AI news: AI Is Quietly Draining Wikipedia's Lifeblood

Nassim Nicholas Taleb recently put it bluntly: Wikipedia is a victim of AI. He's right, and the damage is coming from multiple directions at once.

The most visible threat is traffic loss. When ChatGPT, Perplexity, or Google's AI Overviews answer a factual question, they're drawing heavily on Wikipedia content - but the user never visits Wikipedia. Wikimedia Foundation data showed a noticeable dip in pageviews starting in late 2023, coinciding with the mass adoption of AI chat interfaces. Fewer visits means fewer donation prompts, fewer people discovering the "edit" button, and fewer new volunteers joining a community that was already shrinking before AI entered the picture.

Then there's the content quality problem. Wikipedia editors have been fighting a rising tide of AI-generated submissions - articles and edits that read fluently but contain subtle factual errors, hallucinated citations, or synthesized claims that never appeared in any source. Detecting this stuff is labor-intensive, and the people doing that labor are unpaid volunteers who now have to work harder to maintain the same quality bar.
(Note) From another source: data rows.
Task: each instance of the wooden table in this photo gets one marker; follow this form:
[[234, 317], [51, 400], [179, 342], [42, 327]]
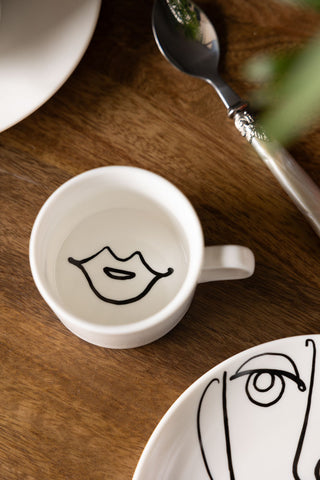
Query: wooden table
[[70, 410]]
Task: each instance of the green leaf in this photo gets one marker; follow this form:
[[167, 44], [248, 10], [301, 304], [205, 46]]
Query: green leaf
[[298, 94]]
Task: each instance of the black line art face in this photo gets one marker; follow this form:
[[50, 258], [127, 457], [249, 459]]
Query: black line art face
[[261, 420], [118, 280]]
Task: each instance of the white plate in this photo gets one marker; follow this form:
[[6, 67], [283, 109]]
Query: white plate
[[254, 416], [41, 43]]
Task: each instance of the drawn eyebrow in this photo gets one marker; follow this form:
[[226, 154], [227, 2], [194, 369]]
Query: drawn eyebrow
[[294, 376]]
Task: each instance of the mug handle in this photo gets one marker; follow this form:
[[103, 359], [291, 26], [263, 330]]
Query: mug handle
[[226, 262]]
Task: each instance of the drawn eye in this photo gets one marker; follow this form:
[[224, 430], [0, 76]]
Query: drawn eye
[[265, 385]]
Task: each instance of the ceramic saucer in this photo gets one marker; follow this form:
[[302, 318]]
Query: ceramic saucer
[[256, 415]]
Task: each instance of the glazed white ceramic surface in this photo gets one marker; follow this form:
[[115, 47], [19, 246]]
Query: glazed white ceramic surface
[[117, 252], [41, 43], [254, 416]]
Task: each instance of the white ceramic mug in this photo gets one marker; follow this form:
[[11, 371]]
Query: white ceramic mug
[[117, 252]]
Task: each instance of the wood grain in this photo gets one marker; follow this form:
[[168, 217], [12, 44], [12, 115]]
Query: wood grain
[[70, 410]]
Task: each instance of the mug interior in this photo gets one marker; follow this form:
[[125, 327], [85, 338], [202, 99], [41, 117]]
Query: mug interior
[[116, 246]]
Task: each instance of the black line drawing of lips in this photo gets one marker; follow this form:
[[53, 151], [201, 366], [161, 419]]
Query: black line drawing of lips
[[114, 284]]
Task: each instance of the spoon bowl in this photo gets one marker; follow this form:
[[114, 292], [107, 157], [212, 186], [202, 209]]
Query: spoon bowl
[[188, 40]]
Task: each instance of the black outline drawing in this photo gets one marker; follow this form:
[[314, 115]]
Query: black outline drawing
[[117, 274], [254, 374]]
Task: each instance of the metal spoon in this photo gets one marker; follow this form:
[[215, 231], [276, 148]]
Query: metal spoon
[[188, 40]]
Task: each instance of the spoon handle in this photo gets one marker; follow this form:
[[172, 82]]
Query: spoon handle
[[294, 180]]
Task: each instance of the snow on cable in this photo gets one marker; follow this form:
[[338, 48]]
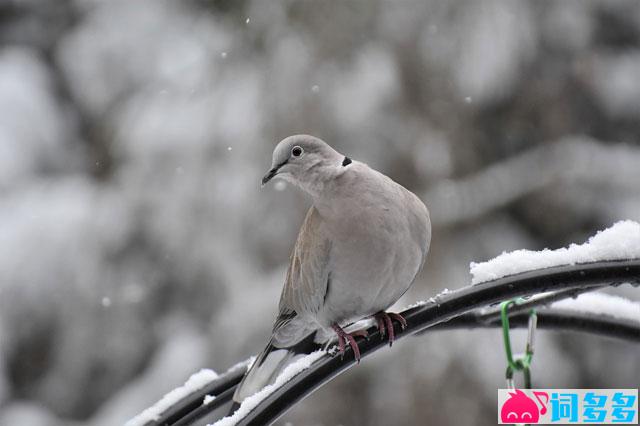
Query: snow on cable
[[196, 381], [252, 401], [603, 304], [619, 242]]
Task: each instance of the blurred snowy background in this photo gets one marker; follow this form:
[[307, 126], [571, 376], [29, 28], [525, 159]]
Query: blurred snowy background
[[136, 245]]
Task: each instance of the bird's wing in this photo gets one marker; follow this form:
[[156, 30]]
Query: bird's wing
[[308, 275]]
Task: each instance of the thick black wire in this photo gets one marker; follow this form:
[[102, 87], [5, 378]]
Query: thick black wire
[[464, 303], [581, 278]]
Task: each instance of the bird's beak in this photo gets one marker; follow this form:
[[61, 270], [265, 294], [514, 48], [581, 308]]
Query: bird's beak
[[270, 174]]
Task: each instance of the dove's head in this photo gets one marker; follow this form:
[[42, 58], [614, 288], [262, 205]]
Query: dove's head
[[305, 161]]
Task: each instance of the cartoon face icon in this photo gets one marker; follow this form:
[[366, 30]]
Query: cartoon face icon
[[519, 408]]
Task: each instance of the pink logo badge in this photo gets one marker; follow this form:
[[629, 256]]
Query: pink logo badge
[[519, 408]]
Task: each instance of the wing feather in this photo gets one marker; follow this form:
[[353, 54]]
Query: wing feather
[[306, 281]]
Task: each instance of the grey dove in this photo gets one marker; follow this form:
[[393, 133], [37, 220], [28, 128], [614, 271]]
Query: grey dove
[[361, 246]]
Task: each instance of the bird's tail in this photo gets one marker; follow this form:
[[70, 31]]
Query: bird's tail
[[269, 364]]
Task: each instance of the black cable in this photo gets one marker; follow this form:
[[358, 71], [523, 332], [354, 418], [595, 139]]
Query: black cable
[[581, 278], [455, 309]]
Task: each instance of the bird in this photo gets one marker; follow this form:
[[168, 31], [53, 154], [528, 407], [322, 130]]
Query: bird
[[362, 243]]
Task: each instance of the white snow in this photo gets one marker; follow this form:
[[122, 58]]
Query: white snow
[[415, 304], [621, 241], [603, 304], [195, 382], [252, 401]]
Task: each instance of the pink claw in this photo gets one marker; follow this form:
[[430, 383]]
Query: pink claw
[[385, 324], [344, 336]]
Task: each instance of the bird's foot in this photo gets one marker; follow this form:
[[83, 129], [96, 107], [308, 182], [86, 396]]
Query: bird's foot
[[344, 337], [385, 324]]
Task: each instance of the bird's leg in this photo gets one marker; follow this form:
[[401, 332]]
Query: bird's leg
[[385, 324], [344, 337]]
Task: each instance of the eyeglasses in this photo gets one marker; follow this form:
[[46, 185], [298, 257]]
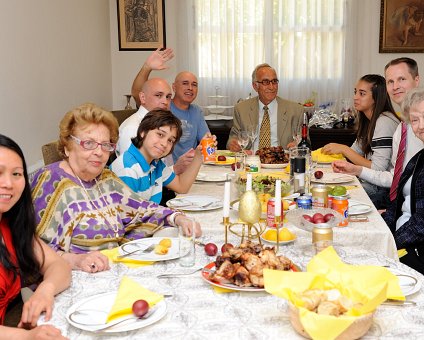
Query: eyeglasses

The Feedback Loop Nobody Talks About

Here's the part that should concern anyone who uses AI tools daily: these models were trained on Wikipedia. If Wikipedia's quality degrades because AI drained its contributor base, the next generation of models trains on worse data. It's a slow-motion collapse where AI tools gradually poison their own well.

For the average person using ChatGPT to look something up, this feels abstract. But if you rely on AI for research, content creation, or fact-checking, the accuracy of your outputs is downstream of Wikipedia's health. The encyclopedia isn't just a website - it's infrastructure. And right now, nobody is paying for the maintenance.